De vuelta al hotel, hace fresco y me abrocho las mangas de la camisa. La recepción coge curvas y la lengua hace travesuras al pedir la habitación. Primera planta, subimos y los escalones han crecido, son más, muchos más, no termina nunca la maldita escalera. La llave que no abre, que clic, que clac, que abro al empujón y a la cama de cabeza
—¡Anda, levanta! ¡Anda, desnúdate!
Adormilado, comienzo a quitarme la polera por la cabeza. Agarro los faldones por abajo con los brazos cruzados y empiezo a tirar. He esponjado; mi vientre plano parece ahora un pez globo y la camisa se atasca justo a la mitad del cuerpo. Los brazos quedan por dentro al intentar sacarla dándole la vuelta. Pego varios tirones, pero no sube. La cabeza, por debajo de los brazos, queda cubierta de la tela kaki, que parece negra desde dentro. Al llevar las mangas abrochadas no puedo sacar las manos. Me río, hago la culebra para quitarme de una vez la maldita camisa, pero cada intento la aprieta más contra el cuerpo, y empiezo a notar como el aliento rebota en la tela, humedece y calienta el interior. Me estoy agobiando.
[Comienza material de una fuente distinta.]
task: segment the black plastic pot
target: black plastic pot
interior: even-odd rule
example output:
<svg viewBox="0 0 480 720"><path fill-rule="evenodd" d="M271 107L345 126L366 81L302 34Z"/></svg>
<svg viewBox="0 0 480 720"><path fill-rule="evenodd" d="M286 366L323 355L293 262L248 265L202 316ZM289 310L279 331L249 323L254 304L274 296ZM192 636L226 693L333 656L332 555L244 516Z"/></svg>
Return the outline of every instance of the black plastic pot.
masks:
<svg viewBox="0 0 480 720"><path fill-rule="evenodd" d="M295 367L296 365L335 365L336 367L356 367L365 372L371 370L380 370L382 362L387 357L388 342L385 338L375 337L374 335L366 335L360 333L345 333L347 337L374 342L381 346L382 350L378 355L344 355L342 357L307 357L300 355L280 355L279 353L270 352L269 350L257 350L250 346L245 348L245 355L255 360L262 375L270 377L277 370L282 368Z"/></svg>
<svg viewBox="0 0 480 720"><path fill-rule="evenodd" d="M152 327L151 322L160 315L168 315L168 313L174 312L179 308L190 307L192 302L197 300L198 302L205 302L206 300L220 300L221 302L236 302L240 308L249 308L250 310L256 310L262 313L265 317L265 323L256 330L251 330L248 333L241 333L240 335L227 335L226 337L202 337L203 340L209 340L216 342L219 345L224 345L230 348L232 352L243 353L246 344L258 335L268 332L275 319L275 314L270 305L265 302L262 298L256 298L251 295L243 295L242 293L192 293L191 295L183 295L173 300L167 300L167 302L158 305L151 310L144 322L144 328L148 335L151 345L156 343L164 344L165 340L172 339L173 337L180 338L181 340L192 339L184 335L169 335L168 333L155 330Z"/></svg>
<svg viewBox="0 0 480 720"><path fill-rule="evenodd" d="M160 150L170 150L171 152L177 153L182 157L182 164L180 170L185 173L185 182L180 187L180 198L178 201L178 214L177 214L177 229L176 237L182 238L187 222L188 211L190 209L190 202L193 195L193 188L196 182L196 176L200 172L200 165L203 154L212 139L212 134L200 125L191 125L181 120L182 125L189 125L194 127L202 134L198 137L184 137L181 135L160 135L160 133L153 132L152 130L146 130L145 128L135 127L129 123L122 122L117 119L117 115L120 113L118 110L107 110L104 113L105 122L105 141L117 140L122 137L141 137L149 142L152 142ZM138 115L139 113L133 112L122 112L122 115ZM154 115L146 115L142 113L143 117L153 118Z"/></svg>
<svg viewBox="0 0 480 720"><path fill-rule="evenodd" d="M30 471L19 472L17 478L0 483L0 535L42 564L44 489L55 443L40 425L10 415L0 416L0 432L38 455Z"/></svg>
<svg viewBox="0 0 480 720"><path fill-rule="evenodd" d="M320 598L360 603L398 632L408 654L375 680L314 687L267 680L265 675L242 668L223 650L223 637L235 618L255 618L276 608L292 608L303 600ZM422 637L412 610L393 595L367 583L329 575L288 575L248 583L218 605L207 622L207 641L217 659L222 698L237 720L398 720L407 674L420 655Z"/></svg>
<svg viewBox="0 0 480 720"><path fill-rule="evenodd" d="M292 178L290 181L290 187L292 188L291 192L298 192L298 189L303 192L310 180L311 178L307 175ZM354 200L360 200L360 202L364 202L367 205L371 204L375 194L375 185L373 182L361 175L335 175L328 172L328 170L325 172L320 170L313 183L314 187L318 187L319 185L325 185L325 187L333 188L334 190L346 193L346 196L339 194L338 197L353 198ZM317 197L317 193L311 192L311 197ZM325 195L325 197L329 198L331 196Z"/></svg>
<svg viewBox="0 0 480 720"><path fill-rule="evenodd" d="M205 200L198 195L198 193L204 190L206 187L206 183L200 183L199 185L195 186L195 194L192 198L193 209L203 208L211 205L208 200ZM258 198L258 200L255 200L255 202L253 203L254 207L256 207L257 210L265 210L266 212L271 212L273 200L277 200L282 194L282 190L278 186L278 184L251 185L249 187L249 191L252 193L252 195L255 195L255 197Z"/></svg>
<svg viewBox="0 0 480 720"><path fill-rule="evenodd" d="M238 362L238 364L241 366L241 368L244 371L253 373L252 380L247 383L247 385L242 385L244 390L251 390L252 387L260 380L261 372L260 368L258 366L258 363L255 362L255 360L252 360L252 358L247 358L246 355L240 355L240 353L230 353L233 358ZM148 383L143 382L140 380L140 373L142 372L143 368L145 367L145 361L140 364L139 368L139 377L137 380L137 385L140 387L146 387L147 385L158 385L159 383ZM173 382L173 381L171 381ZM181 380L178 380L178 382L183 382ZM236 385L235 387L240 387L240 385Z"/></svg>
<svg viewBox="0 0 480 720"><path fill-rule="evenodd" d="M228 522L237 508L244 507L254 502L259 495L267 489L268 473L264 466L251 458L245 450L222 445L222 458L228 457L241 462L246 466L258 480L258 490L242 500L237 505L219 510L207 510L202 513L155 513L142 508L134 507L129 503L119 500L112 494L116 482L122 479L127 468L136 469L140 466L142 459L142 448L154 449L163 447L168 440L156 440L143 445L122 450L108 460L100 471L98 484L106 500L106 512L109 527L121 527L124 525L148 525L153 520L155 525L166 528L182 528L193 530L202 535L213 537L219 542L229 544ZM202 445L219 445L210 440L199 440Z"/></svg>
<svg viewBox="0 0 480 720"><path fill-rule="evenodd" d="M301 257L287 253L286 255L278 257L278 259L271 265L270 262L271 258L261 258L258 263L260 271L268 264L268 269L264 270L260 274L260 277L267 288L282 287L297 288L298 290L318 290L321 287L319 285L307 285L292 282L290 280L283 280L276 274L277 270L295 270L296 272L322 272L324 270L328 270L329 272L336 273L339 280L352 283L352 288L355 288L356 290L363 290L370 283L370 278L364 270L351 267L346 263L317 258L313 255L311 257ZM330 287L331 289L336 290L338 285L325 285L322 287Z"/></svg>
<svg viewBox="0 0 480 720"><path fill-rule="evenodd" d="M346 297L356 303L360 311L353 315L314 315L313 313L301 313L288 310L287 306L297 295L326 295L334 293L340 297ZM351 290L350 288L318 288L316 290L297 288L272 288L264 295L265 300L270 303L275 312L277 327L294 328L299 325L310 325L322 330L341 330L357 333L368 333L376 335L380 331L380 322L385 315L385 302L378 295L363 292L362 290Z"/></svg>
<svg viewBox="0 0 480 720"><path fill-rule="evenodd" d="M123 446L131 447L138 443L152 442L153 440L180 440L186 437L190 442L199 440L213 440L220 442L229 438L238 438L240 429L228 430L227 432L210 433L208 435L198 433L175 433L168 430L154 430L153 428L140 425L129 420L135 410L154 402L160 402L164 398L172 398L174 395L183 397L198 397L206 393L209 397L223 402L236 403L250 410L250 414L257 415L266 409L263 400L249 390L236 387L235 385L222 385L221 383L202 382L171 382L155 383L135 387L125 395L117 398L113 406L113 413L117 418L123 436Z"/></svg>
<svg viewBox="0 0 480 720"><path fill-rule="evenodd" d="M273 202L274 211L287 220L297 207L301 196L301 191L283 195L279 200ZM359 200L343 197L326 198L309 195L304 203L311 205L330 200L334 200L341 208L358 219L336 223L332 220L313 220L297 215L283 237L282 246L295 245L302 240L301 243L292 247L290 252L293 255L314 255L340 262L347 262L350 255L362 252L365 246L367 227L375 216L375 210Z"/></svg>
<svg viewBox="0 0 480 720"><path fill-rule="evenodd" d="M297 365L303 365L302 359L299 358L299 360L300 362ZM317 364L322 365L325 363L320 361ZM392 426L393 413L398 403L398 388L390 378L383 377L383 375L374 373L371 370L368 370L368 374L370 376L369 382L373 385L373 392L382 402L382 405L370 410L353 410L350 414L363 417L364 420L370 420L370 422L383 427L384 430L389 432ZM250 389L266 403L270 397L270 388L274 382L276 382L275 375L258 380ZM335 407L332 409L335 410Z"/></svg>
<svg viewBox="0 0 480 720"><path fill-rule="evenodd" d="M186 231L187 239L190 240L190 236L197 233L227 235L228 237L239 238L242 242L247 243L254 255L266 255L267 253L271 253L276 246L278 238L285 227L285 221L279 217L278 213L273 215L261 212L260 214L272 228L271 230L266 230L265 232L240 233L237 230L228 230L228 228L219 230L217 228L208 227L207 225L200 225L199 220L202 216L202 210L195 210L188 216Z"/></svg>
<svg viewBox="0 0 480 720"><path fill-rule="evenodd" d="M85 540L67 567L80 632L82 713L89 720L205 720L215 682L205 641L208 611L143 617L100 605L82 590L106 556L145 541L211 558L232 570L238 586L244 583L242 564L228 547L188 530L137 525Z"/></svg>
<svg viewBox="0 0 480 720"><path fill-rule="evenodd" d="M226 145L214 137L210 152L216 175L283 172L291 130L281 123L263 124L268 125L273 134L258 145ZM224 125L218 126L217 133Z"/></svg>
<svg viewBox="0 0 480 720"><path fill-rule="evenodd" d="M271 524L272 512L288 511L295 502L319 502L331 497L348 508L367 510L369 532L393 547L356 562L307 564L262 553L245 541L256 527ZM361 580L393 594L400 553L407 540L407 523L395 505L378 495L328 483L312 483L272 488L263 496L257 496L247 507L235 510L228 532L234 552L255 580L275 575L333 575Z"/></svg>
Mi novia, que está desmaquillándose en el baño, es ajena a la escena. Sigo forcejeando y saltan algunas costuras. ¡Joder, que me cargo la polera nueva! Cojo aire, trato de relajarme, pego dos tirones más y doy vueltas sobre mí. Nada, no hay forma y se ajusta cada vez más, como una camisa de fuerza. Me pongo de los nervios, empiezo a gruñir y a recorrer a ciegas la habitación. Tropiezo con la esquina del escritorio y un dolor intenso explota en una pierna. Siento como chorrea hasta el pie un líquido caliente, estoy sangrando a borbotones, levanto la pierna herida y resbalo con la otra sobre el charco de sangre. El cuerpo se suspende, me noto liviano y una bocanada de aire fresco entra por el cuello. Se abre la puerta del baño y a cámara lenta, de espaldas y cabeza abajo, voy cayendo, hacia el frio mármol, mientras ella contempla atónita la escena con la cara limpia y los ojos desencajados.
Ya no hay agobios, ya no hay respiración entrecortada, se ha ido el entumecimiento de los brazos; todo es silencio y negrura.
—¡Amor, amor!
Son las ocho y media de la mañana y el sol pinta agujeritos en la pared del dormitorio.